Yes, you can write a prepared spell on the Wizard Spell List into your spellbook as described in the Replacing the Book section of the Wizard class, regardless of what class you use to prepare the spell.
Per the description you have provided, with my own emphasis,
Replacing the Book. You can copy a spell form your own spellbook into another book-for example, if you want too make a backup copy of your spellbook. This is just like copying a new spell into your spellbook, but faster and easier since you understand your own notation and already know how to cast the spell. You spend only 1 hour and 10gp for each level of the copied spell.
If you lose your spellbook, you can use the same procedure to transcribe the spells that you have prepared into a new spellbook. Filling out the remainder of your spellbook requires you to find new spells to do so, as normal. For this reason, many wizards keep backup spellbooks in a safe place.
There is no restrictions on which class you have prepared the spell from.
If your DM is particularly strict with the rules, you may get caught on "If you lose your spellbook" and "into a new spellbook". Those are easy to get around, though, by having a party member hide your current spellbook, and then copying the spells into a new spellbook, which could become your backup. You then could copy the spell from the new spellbook into your main spellbook once your party member has given it back to you.

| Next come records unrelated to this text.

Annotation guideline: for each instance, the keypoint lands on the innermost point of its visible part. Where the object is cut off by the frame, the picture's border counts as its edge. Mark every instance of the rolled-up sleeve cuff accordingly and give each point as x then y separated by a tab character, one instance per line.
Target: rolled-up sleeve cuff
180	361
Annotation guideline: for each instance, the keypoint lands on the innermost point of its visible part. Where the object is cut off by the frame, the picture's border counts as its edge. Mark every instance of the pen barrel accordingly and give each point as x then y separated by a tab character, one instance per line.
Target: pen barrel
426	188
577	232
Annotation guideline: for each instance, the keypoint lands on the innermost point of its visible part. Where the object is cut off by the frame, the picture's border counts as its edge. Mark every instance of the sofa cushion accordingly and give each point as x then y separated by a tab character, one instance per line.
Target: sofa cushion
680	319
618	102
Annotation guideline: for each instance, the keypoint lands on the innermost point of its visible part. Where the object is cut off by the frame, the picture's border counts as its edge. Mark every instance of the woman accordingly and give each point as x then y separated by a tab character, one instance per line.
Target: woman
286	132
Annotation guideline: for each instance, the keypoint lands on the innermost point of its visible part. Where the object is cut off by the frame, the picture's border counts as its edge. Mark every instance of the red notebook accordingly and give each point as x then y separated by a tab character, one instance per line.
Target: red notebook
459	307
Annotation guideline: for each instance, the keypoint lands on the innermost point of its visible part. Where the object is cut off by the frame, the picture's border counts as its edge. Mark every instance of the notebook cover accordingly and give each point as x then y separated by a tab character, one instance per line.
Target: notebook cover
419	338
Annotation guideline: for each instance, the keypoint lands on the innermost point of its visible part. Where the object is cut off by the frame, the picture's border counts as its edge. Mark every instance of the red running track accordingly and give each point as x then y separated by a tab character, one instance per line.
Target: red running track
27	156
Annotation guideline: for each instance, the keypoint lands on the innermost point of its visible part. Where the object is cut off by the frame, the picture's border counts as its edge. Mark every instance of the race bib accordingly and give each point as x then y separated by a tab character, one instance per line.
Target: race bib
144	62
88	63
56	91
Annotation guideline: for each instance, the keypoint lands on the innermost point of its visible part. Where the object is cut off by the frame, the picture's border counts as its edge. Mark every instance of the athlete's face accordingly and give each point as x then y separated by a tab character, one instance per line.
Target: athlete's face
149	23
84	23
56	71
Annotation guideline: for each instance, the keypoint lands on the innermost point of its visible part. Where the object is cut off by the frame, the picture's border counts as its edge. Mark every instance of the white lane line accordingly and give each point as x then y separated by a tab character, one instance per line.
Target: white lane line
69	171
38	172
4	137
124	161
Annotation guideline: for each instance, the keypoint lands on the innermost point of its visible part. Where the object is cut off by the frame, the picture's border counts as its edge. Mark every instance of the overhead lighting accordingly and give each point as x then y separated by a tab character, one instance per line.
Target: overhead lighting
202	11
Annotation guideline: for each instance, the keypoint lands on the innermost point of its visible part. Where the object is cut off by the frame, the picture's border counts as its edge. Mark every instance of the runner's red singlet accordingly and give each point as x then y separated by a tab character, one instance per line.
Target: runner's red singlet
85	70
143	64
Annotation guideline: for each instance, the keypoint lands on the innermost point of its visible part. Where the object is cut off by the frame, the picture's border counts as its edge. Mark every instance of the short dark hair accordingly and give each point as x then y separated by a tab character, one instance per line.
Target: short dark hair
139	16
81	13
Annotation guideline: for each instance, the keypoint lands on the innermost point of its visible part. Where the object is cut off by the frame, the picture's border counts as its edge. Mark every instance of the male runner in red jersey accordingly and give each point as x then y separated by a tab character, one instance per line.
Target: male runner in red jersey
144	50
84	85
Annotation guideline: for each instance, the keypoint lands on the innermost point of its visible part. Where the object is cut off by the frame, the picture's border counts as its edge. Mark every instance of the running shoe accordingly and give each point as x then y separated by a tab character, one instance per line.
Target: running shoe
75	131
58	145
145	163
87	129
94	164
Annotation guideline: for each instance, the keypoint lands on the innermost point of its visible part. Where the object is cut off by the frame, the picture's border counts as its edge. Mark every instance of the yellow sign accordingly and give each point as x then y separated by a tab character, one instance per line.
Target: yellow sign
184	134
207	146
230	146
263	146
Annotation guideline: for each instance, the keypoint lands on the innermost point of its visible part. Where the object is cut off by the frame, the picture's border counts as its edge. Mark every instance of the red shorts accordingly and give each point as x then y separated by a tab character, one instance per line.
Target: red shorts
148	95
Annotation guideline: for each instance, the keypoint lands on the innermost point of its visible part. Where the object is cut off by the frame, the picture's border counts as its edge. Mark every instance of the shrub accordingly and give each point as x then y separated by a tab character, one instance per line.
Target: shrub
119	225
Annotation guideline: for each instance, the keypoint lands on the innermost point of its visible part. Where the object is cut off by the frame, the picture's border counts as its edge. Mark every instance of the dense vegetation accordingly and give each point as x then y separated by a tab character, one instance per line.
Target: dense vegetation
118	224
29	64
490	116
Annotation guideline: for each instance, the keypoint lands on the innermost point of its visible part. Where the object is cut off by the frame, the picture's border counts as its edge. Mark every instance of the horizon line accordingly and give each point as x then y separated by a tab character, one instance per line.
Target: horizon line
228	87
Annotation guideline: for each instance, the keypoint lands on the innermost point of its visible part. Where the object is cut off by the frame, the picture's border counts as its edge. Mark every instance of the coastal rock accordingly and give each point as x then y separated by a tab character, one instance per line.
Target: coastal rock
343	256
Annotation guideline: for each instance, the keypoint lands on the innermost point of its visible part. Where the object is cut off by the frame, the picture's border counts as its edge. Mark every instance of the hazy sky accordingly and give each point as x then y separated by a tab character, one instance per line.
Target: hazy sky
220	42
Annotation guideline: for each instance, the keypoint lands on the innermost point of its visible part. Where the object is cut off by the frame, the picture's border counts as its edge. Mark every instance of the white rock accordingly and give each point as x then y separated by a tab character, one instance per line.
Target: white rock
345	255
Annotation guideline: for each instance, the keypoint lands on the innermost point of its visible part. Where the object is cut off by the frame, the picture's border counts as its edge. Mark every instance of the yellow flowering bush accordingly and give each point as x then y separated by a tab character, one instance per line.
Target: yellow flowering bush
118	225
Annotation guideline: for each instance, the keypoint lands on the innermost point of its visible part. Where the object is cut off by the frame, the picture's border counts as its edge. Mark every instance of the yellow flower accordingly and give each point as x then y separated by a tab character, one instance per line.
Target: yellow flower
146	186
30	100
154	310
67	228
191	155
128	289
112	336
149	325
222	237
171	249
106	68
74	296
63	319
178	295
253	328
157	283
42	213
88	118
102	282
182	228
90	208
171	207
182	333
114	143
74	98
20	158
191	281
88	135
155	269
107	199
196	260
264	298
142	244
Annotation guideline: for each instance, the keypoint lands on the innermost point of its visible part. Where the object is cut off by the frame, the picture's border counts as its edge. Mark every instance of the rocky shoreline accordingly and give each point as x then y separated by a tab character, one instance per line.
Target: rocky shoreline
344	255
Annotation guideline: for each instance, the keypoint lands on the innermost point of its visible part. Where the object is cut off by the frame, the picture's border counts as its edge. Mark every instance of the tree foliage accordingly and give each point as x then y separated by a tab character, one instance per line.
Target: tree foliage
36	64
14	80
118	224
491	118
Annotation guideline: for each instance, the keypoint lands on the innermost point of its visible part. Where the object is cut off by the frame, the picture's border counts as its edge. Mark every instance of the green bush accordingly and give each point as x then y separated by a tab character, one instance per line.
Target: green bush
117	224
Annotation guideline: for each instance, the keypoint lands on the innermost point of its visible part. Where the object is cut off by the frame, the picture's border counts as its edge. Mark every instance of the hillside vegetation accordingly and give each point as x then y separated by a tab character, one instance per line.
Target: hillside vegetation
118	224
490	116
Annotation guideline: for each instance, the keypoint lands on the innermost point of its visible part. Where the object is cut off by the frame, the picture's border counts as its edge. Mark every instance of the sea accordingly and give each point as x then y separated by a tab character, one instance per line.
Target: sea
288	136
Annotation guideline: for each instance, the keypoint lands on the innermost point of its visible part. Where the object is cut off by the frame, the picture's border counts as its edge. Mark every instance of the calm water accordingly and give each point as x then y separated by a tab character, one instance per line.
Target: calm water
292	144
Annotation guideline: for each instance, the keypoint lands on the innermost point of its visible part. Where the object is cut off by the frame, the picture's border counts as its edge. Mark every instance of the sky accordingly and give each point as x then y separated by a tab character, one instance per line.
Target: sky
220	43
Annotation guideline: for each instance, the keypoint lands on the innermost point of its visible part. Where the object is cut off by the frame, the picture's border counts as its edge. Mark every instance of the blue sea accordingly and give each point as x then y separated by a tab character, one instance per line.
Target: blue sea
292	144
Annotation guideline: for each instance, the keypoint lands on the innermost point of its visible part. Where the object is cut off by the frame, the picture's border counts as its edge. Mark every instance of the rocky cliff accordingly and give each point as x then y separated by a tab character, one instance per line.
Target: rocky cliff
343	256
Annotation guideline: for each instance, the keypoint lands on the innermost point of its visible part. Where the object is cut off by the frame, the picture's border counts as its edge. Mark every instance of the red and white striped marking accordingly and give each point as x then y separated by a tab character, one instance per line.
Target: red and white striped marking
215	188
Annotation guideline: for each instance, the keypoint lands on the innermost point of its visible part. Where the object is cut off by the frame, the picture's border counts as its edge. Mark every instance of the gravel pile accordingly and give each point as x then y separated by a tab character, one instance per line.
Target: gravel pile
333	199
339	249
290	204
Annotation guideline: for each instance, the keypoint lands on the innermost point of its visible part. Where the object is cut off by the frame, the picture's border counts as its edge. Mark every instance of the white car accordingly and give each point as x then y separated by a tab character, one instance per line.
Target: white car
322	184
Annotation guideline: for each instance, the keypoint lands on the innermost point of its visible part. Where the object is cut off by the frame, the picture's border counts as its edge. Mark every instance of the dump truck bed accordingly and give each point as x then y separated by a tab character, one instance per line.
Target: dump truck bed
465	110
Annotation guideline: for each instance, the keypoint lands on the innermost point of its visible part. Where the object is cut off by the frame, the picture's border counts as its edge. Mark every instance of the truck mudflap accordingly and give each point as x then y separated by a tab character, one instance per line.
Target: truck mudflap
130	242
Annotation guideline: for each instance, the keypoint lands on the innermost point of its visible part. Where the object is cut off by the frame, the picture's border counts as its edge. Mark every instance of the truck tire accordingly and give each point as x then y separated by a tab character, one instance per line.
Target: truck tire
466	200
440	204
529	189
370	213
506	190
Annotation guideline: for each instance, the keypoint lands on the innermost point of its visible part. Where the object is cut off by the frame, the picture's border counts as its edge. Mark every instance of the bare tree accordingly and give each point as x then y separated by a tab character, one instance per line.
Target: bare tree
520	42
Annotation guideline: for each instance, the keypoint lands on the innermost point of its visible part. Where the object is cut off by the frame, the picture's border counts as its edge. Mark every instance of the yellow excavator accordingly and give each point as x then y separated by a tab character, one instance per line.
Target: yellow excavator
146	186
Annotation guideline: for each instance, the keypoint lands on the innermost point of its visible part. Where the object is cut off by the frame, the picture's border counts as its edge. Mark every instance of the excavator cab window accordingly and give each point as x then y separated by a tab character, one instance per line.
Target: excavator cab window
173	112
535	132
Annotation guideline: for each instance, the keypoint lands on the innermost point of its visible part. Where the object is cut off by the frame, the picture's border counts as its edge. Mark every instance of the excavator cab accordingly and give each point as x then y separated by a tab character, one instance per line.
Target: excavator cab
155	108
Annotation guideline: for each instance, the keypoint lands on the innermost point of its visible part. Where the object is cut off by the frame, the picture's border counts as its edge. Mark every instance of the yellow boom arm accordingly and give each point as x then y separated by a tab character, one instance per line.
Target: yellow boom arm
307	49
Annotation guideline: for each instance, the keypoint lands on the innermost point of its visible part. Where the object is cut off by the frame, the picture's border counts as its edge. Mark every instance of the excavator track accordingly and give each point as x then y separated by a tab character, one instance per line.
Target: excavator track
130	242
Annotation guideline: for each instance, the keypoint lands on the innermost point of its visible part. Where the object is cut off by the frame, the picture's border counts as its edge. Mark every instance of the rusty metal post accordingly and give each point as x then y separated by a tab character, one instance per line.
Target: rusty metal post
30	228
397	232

Since this answer seems controversial, I'll try another approach to copying prepared spells from the Cleric class that are also on the Wizard's spell list (an important distinction, since a Wizard can't copy or cast a spell such as Cure Wounds) into the Wizard's spellbook. I'm finding a shockingly small amount of material about this, but let's examine copying spell scrolls.
Per Spell Scroll in the DMG (page 200),
If the spell is on your class's spell list, you can use an action to read the scroll and cast its spell without having to provide any of the spell's components. Otherwise, the scroll is unintelligible.
This would mean that, as a Cleric, you would be able to craft a spell scroll of a spell that is on the Cleric's spell list and the Wizard's spell list. As a Wizard, since this spell is on the Wizard's spell list, you would then be able to copy the spell into your spellbook. I can't tell if your familiarity with your own notation and ability to already cast the spell would allow you to follow the cheaper copying conditions from the Replacing the Book section, or if copying from a scroll and not your own spellbook overrides that ability and forces you to follow the price and time as described in the Copying a Spell into the Book section. Since Cleric spells are Wisdom-based and Wizard spells are Intelligence-based, more DMs may be inclined to follow the more expensive rules, assuming they allow PCs to craft spell scrolls at all.
Per Copying a Spell into the Book of the 53 PHB (page 114), emphasis mine,
When you find a wizard spell of 1st level or higher, you can add it to your spellbook if it is of a level for which you have spell slots and if you can spare the time to decipher and copy it. Copying a spell into your spellbook involves reproducing the basic form of the spell, then deciphering the unique system of notation used by the wizard who wrote it.
The only downside to this tactic is, as is emphasized in the section above, there is an assumption that a Wizard wrote the spell that is being copied. This may just be fluff, though, as using a scroll is not held to any standard of who wrote it, and as such different classes have the ability to use the same spell scrolls if the spells are on both spell lists. So, again, more stringent DMs may not allow this.
However, in practice, creating a spell scroll and then immediately copying what you just wrote into your spellbook seems silly, since you could have just written what you copied to begin with.